Внезапно он услышал шорох. Сухой, царапающий звук. Совсем рядом, за спиной.


Старик вскочил с бревна с проворством, которого сам от себя не ожидал. Его рука мертвой хваткой вцепилась в гладкую, отполированную тысячами прикосновений рукоять топора.


– Кто здесь?! – хрипло крикнул он. Голос прозвучал глухо, слабо. Туман сожрал его, не дав отразиться эхом.

Ответа не было. Лишь тишина, которая после его крика стала еще более плотной, давящей. Остромир всматривался в серую пелену, пока его старые глаза не заслезились от напряжения. Ничего. Ни тени, ни движения. «Показалось, – проскрипел его мозг. – Старые уши играют с тобой злые шутки, дед. Или лиса пробежала». Он тяжело опустился обратно на бревно, но расслабиться уже не мог. Сердце, до этого мерно стучавшее в груди, теперь колотилось где-то в горле, как пойманная птица.

И тут он услышал снова. Это был уже не шорох. Это был шепот. Ледяной, пробирающий до самого позвоночника. Прямо у него за спиной, так близко, что он почувствовал на затылке холодное дыхание.


Шепот был тихим, как шелест сухих осенних листьев, но каждое слово было кристально ясным. Голос назвал по имени его жену, Марфу, умершую прошлой зимой от легочной хвори у него на руках.

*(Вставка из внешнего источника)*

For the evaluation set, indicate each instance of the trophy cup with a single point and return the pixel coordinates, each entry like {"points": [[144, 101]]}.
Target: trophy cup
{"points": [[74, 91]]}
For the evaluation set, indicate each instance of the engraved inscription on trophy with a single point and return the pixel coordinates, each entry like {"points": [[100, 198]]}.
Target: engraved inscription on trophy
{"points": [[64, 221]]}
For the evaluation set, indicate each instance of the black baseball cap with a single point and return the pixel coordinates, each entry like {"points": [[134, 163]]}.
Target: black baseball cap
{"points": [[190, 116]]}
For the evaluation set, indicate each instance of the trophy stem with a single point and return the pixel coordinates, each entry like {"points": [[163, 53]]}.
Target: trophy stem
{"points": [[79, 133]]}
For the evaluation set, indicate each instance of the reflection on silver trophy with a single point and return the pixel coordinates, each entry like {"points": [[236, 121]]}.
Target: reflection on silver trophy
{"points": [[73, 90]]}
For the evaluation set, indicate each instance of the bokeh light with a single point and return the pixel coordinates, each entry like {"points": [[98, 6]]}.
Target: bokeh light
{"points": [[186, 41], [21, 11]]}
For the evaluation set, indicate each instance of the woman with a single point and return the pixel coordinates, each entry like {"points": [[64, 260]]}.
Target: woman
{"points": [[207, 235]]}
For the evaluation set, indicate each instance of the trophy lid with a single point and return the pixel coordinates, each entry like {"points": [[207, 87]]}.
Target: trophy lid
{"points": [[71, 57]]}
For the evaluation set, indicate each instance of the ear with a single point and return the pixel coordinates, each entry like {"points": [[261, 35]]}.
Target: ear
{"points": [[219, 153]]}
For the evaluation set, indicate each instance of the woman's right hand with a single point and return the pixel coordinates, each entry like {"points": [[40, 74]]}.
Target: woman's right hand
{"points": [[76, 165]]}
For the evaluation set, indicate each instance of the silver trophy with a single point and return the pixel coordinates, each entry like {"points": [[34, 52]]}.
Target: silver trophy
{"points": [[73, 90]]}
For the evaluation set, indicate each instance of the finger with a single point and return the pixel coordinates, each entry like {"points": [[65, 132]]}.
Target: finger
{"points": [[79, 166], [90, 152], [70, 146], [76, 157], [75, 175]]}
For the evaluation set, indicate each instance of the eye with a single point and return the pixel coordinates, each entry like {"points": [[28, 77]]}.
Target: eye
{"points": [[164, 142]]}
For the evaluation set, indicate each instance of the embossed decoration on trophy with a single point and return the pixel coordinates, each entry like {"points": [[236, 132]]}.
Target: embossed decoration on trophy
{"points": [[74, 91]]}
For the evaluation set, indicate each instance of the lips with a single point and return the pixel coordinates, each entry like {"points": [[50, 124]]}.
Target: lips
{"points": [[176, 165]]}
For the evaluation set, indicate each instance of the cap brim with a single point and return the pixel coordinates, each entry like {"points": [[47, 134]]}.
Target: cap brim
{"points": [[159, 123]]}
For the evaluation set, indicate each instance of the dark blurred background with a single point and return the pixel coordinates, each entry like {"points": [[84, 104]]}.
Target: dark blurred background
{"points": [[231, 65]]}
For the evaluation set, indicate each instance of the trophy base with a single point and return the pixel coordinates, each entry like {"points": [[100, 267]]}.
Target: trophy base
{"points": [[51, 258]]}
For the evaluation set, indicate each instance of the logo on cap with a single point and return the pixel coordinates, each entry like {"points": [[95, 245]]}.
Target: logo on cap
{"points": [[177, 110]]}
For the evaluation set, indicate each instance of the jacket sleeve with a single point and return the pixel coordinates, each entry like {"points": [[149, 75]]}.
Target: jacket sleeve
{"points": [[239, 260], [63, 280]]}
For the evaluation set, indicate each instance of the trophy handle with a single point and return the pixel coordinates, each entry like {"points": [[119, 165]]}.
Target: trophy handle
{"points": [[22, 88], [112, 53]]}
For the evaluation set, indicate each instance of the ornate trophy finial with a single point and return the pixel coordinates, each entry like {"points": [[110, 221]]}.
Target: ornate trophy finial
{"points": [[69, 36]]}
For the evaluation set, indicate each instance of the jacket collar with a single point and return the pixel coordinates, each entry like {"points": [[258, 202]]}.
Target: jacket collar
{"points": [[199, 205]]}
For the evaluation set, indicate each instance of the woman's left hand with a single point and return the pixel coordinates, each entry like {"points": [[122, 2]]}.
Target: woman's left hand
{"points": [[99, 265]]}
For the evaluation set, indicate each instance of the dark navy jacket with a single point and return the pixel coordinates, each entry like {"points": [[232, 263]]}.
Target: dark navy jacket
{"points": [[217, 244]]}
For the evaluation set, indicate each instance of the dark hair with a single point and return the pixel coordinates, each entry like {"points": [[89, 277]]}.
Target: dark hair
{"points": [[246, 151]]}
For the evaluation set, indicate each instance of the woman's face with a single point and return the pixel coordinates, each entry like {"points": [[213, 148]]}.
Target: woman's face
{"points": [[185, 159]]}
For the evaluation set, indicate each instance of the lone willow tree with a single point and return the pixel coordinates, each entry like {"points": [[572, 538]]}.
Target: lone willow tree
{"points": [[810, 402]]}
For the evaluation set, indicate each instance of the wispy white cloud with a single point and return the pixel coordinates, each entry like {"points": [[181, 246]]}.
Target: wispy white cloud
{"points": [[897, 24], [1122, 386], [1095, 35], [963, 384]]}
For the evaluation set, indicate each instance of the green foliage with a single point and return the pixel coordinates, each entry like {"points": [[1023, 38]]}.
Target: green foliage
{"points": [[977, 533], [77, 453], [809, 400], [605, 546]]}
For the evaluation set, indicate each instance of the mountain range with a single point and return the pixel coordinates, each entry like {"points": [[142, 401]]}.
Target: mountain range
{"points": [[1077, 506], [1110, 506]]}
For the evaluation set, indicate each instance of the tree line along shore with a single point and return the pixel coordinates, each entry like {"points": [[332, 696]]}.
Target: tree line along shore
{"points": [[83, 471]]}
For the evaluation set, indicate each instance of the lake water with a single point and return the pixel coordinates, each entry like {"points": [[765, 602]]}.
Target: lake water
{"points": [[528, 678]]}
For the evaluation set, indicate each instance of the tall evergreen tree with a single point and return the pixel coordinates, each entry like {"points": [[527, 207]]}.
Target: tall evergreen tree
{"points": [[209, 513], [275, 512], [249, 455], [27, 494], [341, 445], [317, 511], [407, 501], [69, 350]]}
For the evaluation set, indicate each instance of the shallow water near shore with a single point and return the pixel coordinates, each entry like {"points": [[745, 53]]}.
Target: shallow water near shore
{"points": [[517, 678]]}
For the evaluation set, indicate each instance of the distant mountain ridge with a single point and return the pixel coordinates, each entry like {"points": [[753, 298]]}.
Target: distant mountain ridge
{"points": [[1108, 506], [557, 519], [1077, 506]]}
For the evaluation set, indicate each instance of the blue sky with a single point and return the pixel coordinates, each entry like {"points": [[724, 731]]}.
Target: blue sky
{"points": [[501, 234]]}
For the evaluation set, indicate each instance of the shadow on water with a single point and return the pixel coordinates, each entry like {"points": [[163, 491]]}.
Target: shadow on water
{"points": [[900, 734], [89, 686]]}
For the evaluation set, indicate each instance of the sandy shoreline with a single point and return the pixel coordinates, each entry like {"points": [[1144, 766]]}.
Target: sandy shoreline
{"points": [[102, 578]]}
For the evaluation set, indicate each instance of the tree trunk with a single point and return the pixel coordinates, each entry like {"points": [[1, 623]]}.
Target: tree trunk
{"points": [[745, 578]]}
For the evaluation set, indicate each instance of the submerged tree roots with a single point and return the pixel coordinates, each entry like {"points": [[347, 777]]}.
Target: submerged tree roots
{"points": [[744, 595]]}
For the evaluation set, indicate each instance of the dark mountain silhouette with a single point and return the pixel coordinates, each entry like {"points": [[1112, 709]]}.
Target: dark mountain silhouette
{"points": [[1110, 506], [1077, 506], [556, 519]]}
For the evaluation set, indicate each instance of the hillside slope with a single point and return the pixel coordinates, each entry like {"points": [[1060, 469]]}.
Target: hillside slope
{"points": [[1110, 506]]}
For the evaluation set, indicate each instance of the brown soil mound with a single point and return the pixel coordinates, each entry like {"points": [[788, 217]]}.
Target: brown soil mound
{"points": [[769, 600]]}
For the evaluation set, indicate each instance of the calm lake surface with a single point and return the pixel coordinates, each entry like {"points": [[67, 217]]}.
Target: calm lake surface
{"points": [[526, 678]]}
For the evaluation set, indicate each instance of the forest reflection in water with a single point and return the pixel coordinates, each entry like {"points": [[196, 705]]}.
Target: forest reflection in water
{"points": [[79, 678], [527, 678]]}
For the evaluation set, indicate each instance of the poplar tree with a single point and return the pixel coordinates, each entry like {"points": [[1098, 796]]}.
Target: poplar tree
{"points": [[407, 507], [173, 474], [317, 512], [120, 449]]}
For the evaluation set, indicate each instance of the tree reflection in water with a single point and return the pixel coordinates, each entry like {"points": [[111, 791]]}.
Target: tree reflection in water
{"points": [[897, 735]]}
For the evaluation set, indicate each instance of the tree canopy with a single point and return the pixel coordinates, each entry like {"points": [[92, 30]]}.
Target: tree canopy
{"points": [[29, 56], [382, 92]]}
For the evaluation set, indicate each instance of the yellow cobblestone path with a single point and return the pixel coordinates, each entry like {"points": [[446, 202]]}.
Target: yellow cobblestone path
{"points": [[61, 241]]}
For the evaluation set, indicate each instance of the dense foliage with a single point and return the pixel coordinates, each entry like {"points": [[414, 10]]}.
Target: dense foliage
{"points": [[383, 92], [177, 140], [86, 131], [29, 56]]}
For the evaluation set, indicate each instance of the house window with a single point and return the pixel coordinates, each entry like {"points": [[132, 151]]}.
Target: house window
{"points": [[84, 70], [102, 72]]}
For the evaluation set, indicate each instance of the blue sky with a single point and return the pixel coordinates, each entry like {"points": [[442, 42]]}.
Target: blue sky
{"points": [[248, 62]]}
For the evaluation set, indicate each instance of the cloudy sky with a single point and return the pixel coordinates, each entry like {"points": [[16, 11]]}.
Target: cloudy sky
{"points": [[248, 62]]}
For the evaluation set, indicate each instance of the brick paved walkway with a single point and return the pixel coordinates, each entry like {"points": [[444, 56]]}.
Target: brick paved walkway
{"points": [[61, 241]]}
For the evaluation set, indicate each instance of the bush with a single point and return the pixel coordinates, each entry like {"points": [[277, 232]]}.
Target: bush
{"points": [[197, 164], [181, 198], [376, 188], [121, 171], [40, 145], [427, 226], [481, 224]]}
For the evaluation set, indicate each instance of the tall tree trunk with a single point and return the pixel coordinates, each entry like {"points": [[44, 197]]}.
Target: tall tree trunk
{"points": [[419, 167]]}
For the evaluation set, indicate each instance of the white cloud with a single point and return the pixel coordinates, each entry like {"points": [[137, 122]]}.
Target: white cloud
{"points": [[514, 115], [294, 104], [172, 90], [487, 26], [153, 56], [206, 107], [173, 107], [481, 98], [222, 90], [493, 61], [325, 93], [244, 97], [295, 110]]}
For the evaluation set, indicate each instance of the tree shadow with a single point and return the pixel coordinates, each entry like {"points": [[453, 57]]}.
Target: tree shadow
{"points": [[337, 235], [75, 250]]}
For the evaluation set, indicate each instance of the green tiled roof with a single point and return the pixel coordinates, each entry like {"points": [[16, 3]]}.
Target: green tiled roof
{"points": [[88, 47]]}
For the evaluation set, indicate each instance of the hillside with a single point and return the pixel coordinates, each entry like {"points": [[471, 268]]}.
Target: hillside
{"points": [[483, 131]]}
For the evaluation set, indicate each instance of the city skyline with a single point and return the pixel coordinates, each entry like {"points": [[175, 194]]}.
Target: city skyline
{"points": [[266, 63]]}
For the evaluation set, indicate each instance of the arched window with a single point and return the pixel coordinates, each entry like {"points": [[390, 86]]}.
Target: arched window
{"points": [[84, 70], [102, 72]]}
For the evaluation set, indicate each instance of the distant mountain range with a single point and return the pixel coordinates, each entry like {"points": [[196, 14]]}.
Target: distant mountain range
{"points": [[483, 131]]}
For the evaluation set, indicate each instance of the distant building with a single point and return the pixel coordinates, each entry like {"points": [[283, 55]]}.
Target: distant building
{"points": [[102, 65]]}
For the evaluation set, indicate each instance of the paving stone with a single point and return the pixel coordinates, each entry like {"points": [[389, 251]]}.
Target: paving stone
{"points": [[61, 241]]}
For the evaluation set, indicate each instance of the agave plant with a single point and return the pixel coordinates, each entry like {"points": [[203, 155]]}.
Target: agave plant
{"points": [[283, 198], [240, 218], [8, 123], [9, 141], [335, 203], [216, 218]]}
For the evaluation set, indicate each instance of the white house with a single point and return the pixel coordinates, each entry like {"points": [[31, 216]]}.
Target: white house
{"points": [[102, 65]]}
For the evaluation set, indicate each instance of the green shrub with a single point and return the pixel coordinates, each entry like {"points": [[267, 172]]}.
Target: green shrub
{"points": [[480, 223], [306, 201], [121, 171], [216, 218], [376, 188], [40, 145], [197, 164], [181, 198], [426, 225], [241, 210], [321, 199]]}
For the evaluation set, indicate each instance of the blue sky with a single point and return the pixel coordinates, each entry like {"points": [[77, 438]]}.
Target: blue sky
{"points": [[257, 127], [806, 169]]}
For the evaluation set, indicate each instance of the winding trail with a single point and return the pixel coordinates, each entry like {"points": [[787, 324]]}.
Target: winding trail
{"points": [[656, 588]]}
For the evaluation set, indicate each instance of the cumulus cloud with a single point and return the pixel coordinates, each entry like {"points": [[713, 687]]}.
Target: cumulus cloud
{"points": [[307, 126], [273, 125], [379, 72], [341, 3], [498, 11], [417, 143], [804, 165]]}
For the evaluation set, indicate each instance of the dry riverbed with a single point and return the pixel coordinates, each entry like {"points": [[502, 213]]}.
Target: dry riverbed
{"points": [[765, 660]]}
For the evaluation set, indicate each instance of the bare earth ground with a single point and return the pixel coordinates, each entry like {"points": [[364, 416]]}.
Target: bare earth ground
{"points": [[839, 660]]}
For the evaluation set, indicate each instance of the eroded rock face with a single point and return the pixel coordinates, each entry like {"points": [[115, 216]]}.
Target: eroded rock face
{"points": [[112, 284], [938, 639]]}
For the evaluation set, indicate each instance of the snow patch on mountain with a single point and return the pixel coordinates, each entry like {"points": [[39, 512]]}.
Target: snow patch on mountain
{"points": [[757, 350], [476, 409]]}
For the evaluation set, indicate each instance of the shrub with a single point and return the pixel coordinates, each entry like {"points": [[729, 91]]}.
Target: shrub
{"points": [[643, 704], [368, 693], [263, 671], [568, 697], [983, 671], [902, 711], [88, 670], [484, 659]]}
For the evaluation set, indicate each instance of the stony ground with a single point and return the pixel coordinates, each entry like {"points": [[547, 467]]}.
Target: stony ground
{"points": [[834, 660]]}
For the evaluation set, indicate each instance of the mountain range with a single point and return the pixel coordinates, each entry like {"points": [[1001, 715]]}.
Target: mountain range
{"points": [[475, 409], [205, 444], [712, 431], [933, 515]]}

– Марфа… – прошелестел голос.

Остромир обернулся так резко, что чуть не свалился с бревна. Вены на его шее вздулись, глаза вылезли из орбит. Никого. Пустота. Серый, клубящийся туман. Костер почти погас. Оставшиеся угли едва тлели, бросая слабый, кровавый отсвет. Холод стал физически невыносимым. Он проникал под кожу, в мышцы, в самые кости, замораживая кровь в жилах. Старик хотел закричать, позвать на помощь, но из горла, парализованного ужасом, вырвался лишь сдавленный, сиплый хрип, похожий на предсмертный бульк утопленника.

И тогда он увидел движение. В самой гуще тумана, прямо перед ним, мгла начала сгущаться, чернеть, уплотняться. Она обрела неясные, постоянно меняющиеся, кощунственные очертания. Это было похоже на тень, но тень, которая жила своей собственной жизнью. Тень от чего-то, чего не должно существовать. Она не имела ни рук, ни ног, ни лица, но Остромир почувствовал, что она смотрит на него. Смотрит без глаз, но видит его насквозь, до самого дна души, туда, где в темном, вонючем углу забился и скулил его самый глубинный, первобытный страх.

Страх смерти. Страх боли. Страх одиночества. Страх безумия. Все его мелкие и большие страхи, копившиеся всю его долгую, нелегкую жизнь, вдруг слились в одну чудовищную, всепоглощающую волну и ударили ему в грудь, как таран.


В его голове, словно наяву, вспыхнули картины. Вот он, маленький, заблудился в ночном лесу. Вот его бьет отец за разбитый горшок. Вот он видит свою мертвую мать, лежащую на столе с монетами на глазах. А вот он держит холодную руку своей Марфы, чувствуя, как уходит ее последнее дыхание. Все, чего он когда-либо боялся, обрушилось на него одновременно.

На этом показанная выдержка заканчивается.